Abstract
Background/Aim: Chemotherapy for acute leukemia includes agents known to cause hepatotoxicity. This study evaluated the role of monoammonium glycyrrhizinate for the prevention of hepatotoxicity after the first methotrexate-containing intrathecal chemotherapy (ITC) in children and adolescents with leukemia. Patients and Methods: Patients with newly diagnosed acute leukemia (age 0-18 years) who received ITC during the first week of induction therapy at our hospital between April 2016 and March 2021 were enrolled. Intravenous monoammonium glycyrrhizinate (IVMG) was defined as the intravenous administration of monoammonium glycyrrhizinate initiated on the day before or the day of the first ITC. Results: Overall, 39 of 118 patients (33%) developed grade 3-4 hepatotoxicity. The inverse probability of treatment weighting logistic regression model showed that IVMG was not associated with the development of grade 3-4 hepatotoxicity (OR=1.9, 95%CI=0.808-4.468). Conclusion: IVMG did not protect against the development of grade 3-4 hepatotoxicity after the first methotrexate-containing ITC for leukemia.

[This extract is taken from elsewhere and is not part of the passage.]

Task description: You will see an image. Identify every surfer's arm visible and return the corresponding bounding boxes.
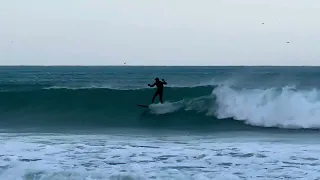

Hepatotoxicity is one of the common adverse effects of chemotherapy in patients with cancer (1-5). The clinical presentation and severity of hepatotoxicity vary widely, from asymptomatic laboratory abnormalities to liver failure. Standardized criteria developed by the National Cancer Institute (6) have been widely used to quantify the severity of treatment-related hepatotoxicity in patients receiving chemotherapy. The major mechanism of chemotherapy-related hepatotoxicity has been suggested to be the production of reactive metabolites through oxidation (7). Moreover, it has been suggested that prior liver disease, infection, supportive therapy, drugs, and radiation therapy contribute to liver injury during chemotherapy (5, 7).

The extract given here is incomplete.